In what would seem an obvious question, a key court case has made its way through the corridors of the judiciary branch finally to the Supreme Court.
It concerns a Serbian refugee who came to the U.S. and was finally granted citizenship, but afterward it was learned she had lied on her application.
Two federal courts and finally the Supreme Court all agreed: if you lie to federal officials about your reason for immigrating, it is perfectly legal to strip you of your citizenship.
So there you have it, folks. Not everything coming out of DC is all bad. Once in a while things go as they should.
Here’s more from Breitbart…
The Supreme Court on Thursday held that federal law authorizes courts to strip immigrant citizens of their U.S. citizenship if they obtained it as a result of making false statements to the federal government.
Federal law found at 18 U.S.C. § 1425(a) makes it a crime to “knowingly procur[e], contrary to law, the naturalization of any person” to become a U.S. citizen. (“Naturalization” is the legal term for becoming a citizen.) Moreover, a second federal statute, 8 U.S.C. § 1451(e) adds that a foreigner who obtains U.S. citizenship through such a violation will lose that newly granted citizenship.
Divna Maslenjak is a Serb who, along with her husband and two children, sought refugee status in 1998 to flee Bosnia.
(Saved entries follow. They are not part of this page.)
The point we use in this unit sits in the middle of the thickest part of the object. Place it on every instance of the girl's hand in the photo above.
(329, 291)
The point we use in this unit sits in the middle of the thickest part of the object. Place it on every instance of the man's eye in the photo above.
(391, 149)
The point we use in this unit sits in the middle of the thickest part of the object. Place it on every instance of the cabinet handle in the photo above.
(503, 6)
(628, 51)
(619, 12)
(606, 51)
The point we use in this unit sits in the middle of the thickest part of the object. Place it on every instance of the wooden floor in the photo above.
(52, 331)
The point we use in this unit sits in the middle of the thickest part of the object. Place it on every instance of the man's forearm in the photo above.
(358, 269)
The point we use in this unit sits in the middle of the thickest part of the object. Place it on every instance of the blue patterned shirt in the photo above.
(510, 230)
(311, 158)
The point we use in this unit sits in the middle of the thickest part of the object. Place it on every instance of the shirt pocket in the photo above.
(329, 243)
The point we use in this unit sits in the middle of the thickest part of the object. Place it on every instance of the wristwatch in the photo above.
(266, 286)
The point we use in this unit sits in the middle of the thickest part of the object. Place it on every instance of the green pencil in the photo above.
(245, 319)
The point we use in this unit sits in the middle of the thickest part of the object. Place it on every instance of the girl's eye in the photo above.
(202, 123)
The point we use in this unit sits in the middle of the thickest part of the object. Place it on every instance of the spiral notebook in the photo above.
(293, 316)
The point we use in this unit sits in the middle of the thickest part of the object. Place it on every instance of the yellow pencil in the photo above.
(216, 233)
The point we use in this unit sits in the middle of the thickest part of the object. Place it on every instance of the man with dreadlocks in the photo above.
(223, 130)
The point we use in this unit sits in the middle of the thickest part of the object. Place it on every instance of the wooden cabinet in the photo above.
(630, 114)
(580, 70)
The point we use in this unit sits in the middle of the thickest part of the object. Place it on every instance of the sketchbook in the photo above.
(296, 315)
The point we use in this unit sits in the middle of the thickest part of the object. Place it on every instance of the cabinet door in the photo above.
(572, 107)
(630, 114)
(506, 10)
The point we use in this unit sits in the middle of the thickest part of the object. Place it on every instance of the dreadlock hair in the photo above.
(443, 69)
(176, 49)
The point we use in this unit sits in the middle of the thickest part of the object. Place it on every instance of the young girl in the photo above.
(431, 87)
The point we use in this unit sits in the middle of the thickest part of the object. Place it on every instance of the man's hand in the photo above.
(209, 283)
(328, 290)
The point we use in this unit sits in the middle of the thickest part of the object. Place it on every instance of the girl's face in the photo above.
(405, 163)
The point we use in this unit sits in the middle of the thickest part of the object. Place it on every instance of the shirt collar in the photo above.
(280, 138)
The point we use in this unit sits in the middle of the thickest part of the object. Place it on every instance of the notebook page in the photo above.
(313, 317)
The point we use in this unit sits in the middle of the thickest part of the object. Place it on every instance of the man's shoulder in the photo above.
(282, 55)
As part of seeking protected status, she swore under oath that the family feared persecution because her husband evaded military service. They were admitted to the United States in 2000 as refugees.
In 2006, she applied for U.S. citizenship. One question on her application asked if she had ever given “false or misleading information” while applying for immigration benefits. Another asked if she had “lied … to gain entry or admission” in this country. She answered “no” to both and became an American citizen in 2007.
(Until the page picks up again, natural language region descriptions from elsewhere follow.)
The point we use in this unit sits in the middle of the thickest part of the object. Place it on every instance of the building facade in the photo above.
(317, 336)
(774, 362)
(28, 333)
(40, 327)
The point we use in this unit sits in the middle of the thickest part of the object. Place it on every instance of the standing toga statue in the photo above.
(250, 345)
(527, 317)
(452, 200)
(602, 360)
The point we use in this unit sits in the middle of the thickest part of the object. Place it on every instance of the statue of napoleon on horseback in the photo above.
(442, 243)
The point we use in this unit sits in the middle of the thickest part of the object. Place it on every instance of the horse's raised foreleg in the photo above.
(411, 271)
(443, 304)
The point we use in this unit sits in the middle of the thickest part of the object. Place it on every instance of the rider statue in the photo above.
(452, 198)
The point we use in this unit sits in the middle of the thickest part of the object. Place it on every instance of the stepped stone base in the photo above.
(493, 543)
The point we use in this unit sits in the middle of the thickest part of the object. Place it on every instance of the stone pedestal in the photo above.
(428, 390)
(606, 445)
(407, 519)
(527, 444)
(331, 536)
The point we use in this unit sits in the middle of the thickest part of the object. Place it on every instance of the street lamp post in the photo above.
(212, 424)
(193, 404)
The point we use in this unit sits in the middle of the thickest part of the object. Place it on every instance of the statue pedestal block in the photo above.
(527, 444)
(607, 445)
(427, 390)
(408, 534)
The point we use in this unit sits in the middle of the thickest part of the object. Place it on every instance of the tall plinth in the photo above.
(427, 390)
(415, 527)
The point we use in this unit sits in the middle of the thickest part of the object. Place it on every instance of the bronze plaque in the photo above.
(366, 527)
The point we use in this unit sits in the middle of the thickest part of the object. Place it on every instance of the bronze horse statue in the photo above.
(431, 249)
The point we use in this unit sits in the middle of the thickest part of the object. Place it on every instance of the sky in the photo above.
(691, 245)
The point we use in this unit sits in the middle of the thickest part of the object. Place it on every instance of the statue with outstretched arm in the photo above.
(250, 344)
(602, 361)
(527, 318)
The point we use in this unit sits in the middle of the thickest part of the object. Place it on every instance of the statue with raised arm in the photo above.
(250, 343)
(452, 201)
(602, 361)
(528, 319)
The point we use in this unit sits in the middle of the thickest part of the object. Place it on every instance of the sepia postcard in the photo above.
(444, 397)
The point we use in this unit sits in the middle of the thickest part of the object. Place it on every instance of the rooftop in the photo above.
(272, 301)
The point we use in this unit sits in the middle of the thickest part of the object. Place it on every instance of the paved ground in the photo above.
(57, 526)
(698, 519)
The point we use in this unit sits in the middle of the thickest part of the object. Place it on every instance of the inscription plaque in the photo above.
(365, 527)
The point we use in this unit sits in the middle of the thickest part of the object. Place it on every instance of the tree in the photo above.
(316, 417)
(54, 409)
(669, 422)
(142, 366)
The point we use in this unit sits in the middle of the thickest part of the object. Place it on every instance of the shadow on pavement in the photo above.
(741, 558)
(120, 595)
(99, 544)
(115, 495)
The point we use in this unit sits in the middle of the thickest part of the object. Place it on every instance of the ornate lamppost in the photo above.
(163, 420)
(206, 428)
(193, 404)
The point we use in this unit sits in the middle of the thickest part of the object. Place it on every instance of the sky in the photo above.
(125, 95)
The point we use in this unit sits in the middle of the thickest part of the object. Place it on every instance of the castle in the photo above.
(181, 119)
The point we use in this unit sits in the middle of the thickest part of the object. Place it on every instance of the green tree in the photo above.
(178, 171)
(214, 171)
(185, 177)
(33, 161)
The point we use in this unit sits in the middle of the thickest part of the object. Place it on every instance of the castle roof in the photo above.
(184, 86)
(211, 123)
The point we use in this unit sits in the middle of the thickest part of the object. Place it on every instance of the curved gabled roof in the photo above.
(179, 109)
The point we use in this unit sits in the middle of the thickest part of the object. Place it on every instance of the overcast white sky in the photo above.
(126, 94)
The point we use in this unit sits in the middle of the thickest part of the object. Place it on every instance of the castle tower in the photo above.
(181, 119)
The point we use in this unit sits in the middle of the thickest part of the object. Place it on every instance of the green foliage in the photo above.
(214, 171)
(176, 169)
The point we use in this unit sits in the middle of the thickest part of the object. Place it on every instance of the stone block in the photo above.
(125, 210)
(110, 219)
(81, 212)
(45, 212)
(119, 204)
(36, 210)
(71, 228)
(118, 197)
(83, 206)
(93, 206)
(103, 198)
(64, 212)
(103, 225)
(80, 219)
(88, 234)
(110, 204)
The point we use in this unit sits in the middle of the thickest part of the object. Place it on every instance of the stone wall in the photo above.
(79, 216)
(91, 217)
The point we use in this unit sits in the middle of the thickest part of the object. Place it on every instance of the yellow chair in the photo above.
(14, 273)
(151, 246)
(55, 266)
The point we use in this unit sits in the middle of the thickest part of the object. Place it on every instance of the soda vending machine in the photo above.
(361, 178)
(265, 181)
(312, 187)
Those answers were false. Her husband had served in the Bosnian Serb Army. A third federal statute, 18 U.S.C. § 1015(a), criminalizes making a false sworn statement during naturalization. The U.S. government argued that her statement violating § 1015(a) also counts as a violation of § 1425(a), which meant she must lose her citizenship under § 1451(e).
A judge on the federal district court accepted that argument and stripped Maslenjak of her citizenship. The Sixth Circuit appeals court affirmed.